The Housing Industry Association (HIA) has urged the federal government to refer a new workplace relations bill to a parliamentary committee for scrutiny, raising concerns that significant industry reforms were introduced without prior consultation.
HIA Senior Executive Director of Compliance and Workplace Relations Stuart Collins made the call after the Workplace Relations Legislation Amendment (Building Cooperative Workplaces No. 1) Bill 2026 was tabled in the House of Representatives, describing the move as part of a troubling pattern of substantial legislative change introduced without notice or industry engagement.
Collins characterised the bill as far more than the modest administrative update the government has presented it as, arguing it contains wide-ranging reforms with significant implications for residential construction, procurement frameworks and workforce costs.
He said policies that increase cost, uncertainty or administrative burden on residential builders move the government’s housing supply target further out of reach.
The bill was introduced by Minister for Employment and Workplace Relations Amanda Rishworth, who said the legislation was designed to help the Fair Work Commission operate more efficiently in the face of increased applications driven by artificial intelligence and paid agents.
Under the bill, the Commission would be empowered to dispense with costly jurisdictional hearings before dealing with certain dismissal-related disputes, determine matters on the papers without proceeding to a formal hearing, and prevent applicants whose claims have been dismissed as frivolous or vexatious from filing further applications.
The bill would also allow supported bargaining to recommence without a new authorisation where one has already been made within the past two years.
Rishworth said the reforms would allow individual matters to be resolved more quickly and ensure the Commission can continue performing its core functions, including setting minimum wages, adjusting awards, approving enterprise agreements and resolving disputes.
The HIA, however, argues the bill’s practical effect goes well beyond efficiency measures.

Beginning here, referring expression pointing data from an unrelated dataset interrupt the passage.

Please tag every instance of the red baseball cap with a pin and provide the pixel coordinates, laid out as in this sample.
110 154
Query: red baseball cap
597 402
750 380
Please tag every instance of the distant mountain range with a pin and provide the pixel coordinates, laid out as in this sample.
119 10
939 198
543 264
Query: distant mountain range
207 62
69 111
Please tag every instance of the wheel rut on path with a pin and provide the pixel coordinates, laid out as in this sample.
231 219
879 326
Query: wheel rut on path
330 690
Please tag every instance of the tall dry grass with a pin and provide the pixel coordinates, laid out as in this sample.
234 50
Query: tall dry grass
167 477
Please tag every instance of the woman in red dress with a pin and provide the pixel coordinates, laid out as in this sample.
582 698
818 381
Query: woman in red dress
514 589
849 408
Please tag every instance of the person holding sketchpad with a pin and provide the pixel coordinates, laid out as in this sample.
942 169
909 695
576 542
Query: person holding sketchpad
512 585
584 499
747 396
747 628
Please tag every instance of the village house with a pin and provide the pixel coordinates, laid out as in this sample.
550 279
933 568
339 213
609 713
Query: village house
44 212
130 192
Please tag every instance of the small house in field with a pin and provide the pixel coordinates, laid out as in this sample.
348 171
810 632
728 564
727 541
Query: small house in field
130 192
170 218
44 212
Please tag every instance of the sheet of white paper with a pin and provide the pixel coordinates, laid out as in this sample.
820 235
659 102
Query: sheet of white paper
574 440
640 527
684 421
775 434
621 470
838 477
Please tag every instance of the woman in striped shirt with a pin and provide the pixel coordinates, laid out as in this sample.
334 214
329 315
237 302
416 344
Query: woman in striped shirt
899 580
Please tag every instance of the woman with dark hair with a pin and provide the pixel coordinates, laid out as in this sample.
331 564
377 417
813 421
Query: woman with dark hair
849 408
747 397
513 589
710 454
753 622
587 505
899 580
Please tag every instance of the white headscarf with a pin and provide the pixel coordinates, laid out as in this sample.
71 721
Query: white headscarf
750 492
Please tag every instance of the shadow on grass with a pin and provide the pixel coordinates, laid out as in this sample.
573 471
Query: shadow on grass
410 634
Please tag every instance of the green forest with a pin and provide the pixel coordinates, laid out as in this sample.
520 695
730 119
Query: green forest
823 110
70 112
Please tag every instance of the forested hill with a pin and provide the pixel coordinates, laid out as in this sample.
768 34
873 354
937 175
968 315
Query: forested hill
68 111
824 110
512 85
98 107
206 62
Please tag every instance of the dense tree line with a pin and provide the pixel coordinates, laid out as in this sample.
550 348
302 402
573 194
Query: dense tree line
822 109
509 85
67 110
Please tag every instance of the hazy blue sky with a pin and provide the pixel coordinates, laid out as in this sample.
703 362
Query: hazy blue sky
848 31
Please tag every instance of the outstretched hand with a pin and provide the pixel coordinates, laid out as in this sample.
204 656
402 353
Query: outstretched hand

Collins said the legislation effectively fast-tracks the Commonwealth’s Secure Australian Jobs Code (which remains in consultation) and entrenches enterprise bargaining as the only workplace arrangement the government views as legitimate.
The association also raised concerns about proposed changes to the threshold requirements for unfair dismissal and general protections applications, warning that lowering the evidentiary bar would increase speculative claims and drive up compliance and legal costs for small businesses.
A further point of contention is the bill’s creation of a new high-income threshold specifically for road transport contractors, granting access to Fair Work protections in that industry alone.
Collins warned that if a similar carve-out were extended to construction, the impact on project costs and workforce management would be severe.
Rishworth acknowledged the road transport measure is intended to address a gap in protections for truck owner-operators whose out-of-pocket costs currently push them above the existing high-income threshold, and said industry would be consulted on the appropriate new threshold level.
The HIA is calling for the bill to be deferred until concurrent workplace relations reviews have been completed and government responses delivered.
Collins said the residential building sector, predominantly made up of small and medium-sized businesses, deserves meaningful consultation before reforms that increase cost or administrative burden are legislated.
The government’s housing supply target, the HIA argues, depends on policy settings that support builders rather than constrain them.